Data breaches — what to do, and what GDPR says

What exactly is a data breach, and what must a small business do if one happens? A calm guide to your duties under GDPR, explained simply.

By Mediseo

Most people think of GDPR as something you deal with when everything's going well. But the rules matter most the day something goes wrong — when personal data ends up where it shouldn't. Here's what a data breach is, and what a small business should actually do.

What a data breach is

A data breach — or "breach of personal data security" — is when personal data is lost, altered, destroyed, or seen by someone who shouldn't see it. It sounds dramatic, but the most common cases are everyday ones:

  • An email with a customer list sent to the wrong recipient.
  • A laptop or phone holding customer data lost or stolen.
  • An account hacked because the password leaked.
  • A spreadsheet of personal data stored somewhere anyone can see.

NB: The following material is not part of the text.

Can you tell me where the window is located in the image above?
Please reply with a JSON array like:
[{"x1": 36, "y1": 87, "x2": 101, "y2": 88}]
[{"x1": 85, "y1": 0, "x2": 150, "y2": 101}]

The point is that a breach doesn't require an advanced attack. Most happen by accident.

The first three things you do

If it happens, the order matters more than the speed. Keep a cool head and do this:

  1. Stop the breach. Get control. Recall the email if you can, change the password on the hacked account, remove the file that was left open.
  2. Work out what happened. Which data is involved, how many people, and how serious is it for them? A leaked email address is one thing; identity numbers or health data are quite another.
  3. Write it down. What happened, when, what you did. This log helps you in the moment and is something you may need later.

When you must report it

Here's a part of GDPR many people don't know about: some breaches must be reported to the data protection authority, and some must also be reported to the people affected.

  • To the authority: the main rule is that breaches posing a risk to individuals must be reported — usually without undue delay, within 72 hours of becoming aware of it. If the risk is low there can be exceptions, but the threshold to report is low.
  • To the people affected: if the risk is high — say with sensitive data or a danger of fraud — the individuals must be notified too, so they can protect themselves.

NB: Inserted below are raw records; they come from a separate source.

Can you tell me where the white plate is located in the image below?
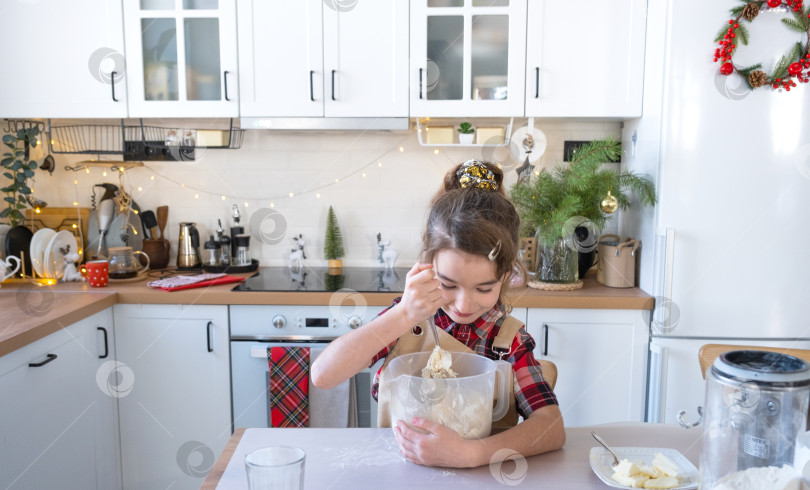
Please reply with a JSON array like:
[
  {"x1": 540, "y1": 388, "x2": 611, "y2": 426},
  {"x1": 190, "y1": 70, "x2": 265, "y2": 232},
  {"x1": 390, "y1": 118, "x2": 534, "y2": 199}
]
[
  {"x1": 0, "y1": 225, "x2": 11, "y2": 259},
  {"x1": 590, "y1": 446, "x2": 699, "y2": 490},
  {"x1": 30, "y1": 228, "x2": 56, "y2": 277},
  {"x1": 43, "y1": 230, "x2": 79, "y2": 279}
]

You don't need to know the rules by heart. But you should know the duty to report exists, and that the deadline is short. That alone makes you react faster.

Why it pays to be prepared

72 hours isn't long if you're starting from scratch. A little preparation makes that day far calmer.

  • Know where your data is. If you have an overview of what you store and where, it's far easier to assess a breach.
  • Have a simple plan. Who does what, who is contacted, where the log is kept. Half a page is enough.
  • Limit the data in advance. Less stored data is less that can leak. What you've deleted can't go astray.

How to reduce the chance in the first place

Most breaches are everyday accidents, and everyday habits prevent them:

  • Double-check the recipient before sending an email with personal data.
  • Use unique passwords and two-factor, so one leaked password doesn't open everything.
  • Give people access only to what they need, and remove access that isn't used.
  • Store personal data safely, not in loose spreadsheets anyone can open.

What we tend to tell businesses is that a data breach isn't primarily a disaster, but a situation you can handle tidily if you've thought it through in advance. Preparation is cheap; panic is expensive.

Frequently asked questions

Do I have to report a misaddressed email with one name?

It depends on the risk to the person. A single email address sent to the wrong recipient is often low risk, while sensitive data is a different matter. If in doubt, the threshold to report is low — and your data protection authority has guidance for the assessment.

What's the 72-hour deadline I've heard about?

It's the main rule for reporting a notifiable breach to the authority: without undue delay, and no later than 72 hours after you became aware of it. That's why detecting and assessing quickly is half the job.

What if I discover the breach too late?

Report it anyway, and explain why it took time. Reporting late is better than not reporting. The most important thing is that you act, limit the damage, and are honest about what happened.

This is general guidance, not legal advice. In an actual breach, check your data protection authority's guidance and, if needed, seek help to assess your specific situation.